A Man With a Past
Mary Connealy is known for books filled with cowboys and humor. The synopsis for A Man With a Past promised the story of a man who had lost his memory, and I’m all about a good amnesia story. However, the beginning lags because the memory loss happens much later in the story than readers might expect from the trope. Nonetheless, the tale is a good one, and as book two of the author’s Brothers in Arms trilogy, A Man With a Past tells the tale of the second of three brothers who unexpectedly find themselves co-owners of a ranch in Wyoming. I had not read the first book, but I had no trouble following this instalment or its characters. However, now I’ve discovered how interwoven in time all three books are, I would strongly recommend starting from the beginning of the trilogy to truly enjoy the author’s layered storytelling.

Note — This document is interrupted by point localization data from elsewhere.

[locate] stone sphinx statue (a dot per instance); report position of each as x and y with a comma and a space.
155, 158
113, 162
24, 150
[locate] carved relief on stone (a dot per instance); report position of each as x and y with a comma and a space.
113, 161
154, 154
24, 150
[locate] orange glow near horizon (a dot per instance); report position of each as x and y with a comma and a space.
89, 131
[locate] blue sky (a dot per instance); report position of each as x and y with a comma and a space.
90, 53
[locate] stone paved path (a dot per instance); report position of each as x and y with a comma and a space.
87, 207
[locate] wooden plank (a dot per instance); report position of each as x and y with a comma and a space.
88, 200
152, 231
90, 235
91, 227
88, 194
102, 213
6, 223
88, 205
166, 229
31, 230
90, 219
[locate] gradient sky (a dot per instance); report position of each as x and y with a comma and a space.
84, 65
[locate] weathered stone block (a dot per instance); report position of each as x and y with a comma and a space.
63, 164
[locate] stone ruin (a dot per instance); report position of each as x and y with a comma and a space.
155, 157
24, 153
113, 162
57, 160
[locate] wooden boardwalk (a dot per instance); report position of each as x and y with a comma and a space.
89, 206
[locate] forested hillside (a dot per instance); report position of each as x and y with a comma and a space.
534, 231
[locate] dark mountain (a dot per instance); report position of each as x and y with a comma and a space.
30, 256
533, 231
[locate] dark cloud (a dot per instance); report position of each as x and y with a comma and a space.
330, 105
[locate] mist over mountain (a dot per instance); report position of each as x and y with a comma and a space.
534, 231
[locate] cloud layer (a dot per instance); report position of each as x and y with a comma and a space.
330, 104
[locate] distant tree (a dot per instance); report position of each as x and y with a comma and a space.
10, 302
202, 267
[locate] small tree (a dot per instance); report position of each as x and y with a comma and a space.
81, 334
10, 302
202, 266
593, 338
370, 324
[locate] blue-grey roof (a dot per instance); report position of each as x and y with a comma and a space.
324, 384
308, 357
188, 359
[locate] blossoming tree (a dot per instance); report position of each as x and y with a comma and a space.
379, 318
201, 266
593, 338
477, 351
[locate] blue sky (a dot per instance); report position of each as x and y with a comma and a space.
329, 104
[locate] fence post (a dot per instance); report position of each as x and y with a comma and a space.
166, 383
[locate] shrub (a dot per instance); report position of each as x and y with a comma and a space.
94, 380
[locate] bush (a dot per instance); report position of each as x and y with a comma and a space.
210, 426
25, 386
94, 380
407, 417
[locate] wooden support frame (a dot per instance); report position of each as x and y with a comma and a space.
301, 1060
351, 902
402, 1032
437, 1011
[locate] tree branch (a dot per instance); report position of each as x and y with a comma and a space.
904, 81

After learning that he has inherited a portion of the Rolling Hills Ranch in Wyoming, Falcon Hunt leaves his home in the Tennessee mountains and heads west. By the time he reaches Independence, Missouri, he realizes that two men are following him, probably with stealing or killing in mind. Falcon uses every skill honed in the mountains to outsmart them, tie them up, and then continues on his way. He finishes the journey to Wyoming, where he meets his brother Kevin – who has traveled from Kansas – and his youngest brother Wyatt who has worked the ranch since he was a boy. To say that Wyatt and his older half-sister Cheyenne resent the men who have come “to steal their ranch” is an understatement, and they give Falcon a decidedly frosty reception. Given the tension in the house, Falcon takes refuge in the wooded hills surrounding the ranch. Maybe a few days in familiar terrain, living off the land and thinking, will help him decide what to do with his inheritance and fractious family.

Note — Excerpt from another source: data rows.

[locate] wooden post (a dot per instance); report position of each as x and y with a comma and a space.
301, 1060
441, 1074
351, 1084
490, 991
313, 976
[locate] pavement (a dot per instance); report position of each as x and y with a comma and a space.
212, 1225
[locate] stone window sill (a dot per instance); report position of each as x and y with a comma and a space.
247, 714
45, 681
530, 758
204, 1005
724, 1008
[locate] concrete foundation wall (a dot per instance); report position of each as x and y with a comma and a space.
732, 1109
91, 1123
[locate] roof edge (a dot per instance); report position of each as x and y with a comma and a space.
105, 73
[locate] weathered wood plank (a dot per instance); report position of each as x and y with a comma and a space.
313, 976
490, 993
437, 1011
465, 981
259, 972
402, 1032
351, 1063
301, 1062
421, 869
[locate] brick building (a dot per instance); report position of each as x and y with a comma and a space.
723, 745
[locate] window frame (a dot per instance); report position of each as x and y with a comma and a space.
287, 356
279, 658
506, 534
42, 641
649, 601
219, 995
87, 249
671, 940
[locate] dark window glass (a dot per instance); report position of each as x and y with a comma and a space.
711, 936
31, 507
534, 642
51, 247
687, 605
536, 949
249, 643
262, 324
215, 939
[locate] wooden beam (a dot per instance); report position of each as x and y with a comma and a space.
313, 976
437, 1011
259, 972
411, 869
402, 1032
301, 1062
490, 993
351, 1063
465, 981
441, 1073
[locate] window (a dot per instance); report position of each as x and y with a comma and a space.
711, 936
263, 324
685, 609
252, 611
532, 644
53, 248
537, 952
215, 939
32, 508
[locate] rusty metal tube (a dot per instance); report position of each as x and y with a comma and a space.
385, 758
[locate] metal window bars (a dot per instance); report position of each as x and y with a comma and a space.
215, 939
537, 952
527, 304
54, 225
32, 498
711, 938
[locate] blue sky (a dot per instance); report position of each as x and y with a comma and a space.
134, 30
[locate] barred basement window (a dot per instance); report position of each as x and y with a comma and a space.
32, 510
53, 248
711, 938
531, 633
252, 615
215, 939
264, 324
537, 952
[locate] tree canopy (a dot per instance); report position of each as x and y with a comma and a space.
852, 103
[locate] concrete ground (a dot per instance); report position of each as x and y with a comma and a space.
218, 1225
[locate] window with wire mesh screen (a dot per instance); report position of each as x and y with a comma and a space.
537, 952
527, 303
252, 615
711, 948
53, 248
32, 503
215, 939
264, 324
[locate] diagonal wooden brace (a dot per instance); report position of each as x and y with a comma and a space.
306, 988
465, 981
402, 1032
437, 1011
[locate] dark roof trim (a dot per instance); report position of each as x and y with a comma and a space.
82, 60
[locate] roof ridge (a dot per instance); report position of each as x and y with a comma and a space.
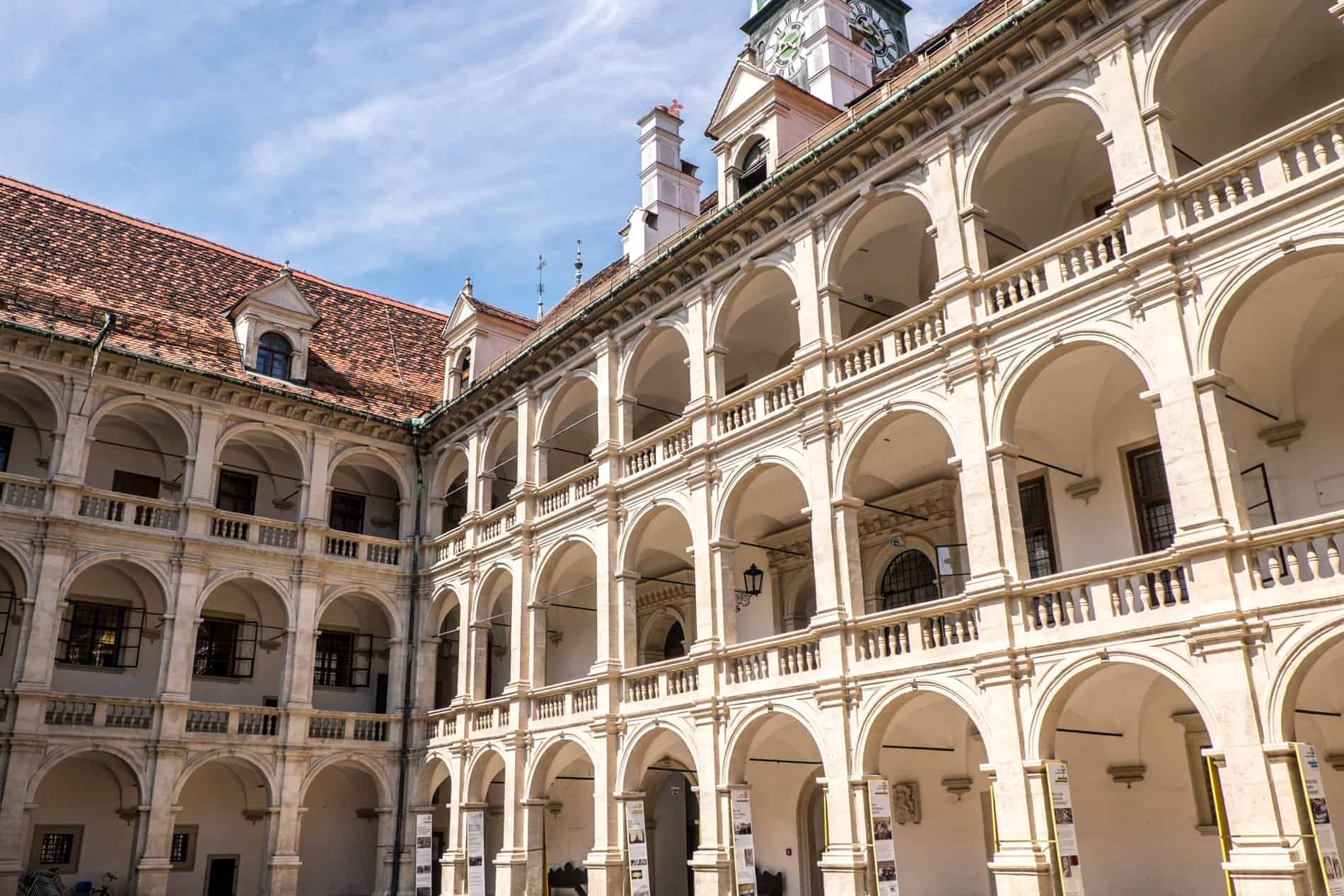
207, 243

The ranch was established by Cheyenne Brewster’s father, and as far as she’s concerned, her snake of a stepfather had no business passing the ranch out of her family. She can’t stand the sight of the new owners of her ranch, and as her temper spews over everyone in sight, Cheyenne realizes she needs to cool down or her rage may do some permanent, unwanted damage. Whenever she needed to work off her anger at her stepfather, Cheyenne often headed to the hills, so she goes there now for a few days of contemplation. As she hikes, her rage burns out, and she picks up the trail of a man. Always on the lookout for trouble, Cheyenne starts tracking him, only to realize after a day that he is also tracking her. When their paths physically cross, she recognizes Falcon, but he admits he awoke, lodged in the crook of a tree over a rushing stream, injured but without his memory.

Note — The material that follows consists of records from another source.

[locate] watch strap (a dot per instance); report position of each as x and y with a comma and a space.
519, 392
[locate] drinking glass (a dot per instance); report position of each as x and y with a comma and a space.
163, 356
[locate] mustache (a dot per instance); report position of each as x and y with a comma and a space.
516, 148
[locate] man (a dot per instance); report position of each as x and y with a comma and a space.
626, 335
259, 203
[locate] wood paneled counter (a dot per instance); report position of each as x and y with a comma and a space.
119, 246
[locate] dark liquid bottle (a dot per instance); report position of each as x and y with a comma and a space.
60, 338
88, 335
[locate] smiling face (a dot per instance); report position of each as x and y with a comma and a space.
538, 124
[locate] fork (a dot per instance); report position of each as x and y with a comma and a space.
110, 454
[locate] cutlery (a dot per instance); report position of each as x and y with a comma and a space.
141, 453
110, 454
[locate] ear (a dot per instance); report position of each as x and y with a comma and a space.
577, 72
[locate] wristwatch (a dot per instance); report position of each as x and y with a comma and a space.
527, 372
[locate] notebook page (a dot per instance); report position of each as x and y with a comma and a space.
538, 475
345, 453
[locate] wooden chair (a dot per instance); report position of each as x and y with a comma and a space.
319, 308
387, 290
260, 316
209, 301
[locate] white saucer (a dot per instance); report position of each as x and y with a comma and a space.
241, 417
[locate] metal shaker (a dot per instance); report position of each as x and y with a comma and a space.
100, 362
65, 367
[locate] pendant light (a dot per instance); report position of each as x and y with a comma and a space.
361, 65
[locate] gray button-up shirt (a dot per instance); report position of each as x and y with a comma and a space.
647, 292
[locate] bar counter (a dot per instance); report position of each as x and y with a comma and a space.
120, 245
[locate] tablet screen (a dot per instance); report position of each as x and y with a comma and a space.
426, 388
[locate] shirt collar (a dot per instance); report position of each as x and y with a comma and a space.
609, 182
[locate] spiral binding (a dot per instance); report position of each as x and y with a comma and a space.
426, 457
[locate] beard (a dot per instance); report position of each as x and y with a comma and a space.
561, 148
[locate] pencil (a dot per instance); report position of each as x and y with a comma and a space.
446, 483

Cheyenne and Falcon return to the ranch to a growing mystery. What actually happened to Falcon? Who is trying to murder the brothers? What do the attackers hope to gain? Who is ultimately behind the cattle rustling, shootings and danger surrounding the ranch and its residents? As the mystery unfolds, Cheyenne and Falcon show off their impressive survival and tracking skills and their ease in working with each other. Love blossoms in unexpected places. Secrets are uncovered.
The mystery plot driving the characters is straightforward, and the obstacles keeping the lovers apart come mostly from external sources – Falcon not knowing his past, Cheyenne determined not to accept any man who has come to “steal” her ranch. This, plus the touches of humor, give the book a light-hearted feeling. The writing is smooth, and the story is told firmly from each character’s perspective so that the reader feels each scene as that character does. The dialogue is brisk and holds just enough dialect to provide an authentic sound of the US Civil War era’s western and eastern mountain speech patterns.
God is mentioned sparingly and prayed to as guide, Savior and Lord in language many traditional Christians will recognize. I was intrigued by the family discussion of the commandment to “Honour thy father and thy mother…” In the context of the fathering the grown children have experienced, they admit that they might not be able to follow this commandment. I have struggled with this dilemma in my life, and the family’s solution is satisfying and faith-full.
As I mentioned earlier, the book gets off to a slow start, which I think was due to the delay in the start of the amnesia plotline. Part of the trope’s appeal is that readers discover the victim’s past at the same time he does, and while I suspect sharing Falcon’s background up-front may help the series flow, it breaks trope norms and dilutes the reader’s pleasure. This is another reason to start with the first book in the series. Nonetheless, I can recommend A Man With a Past as a smooth, light read, full of emotion and family dynamics, humor and surprises.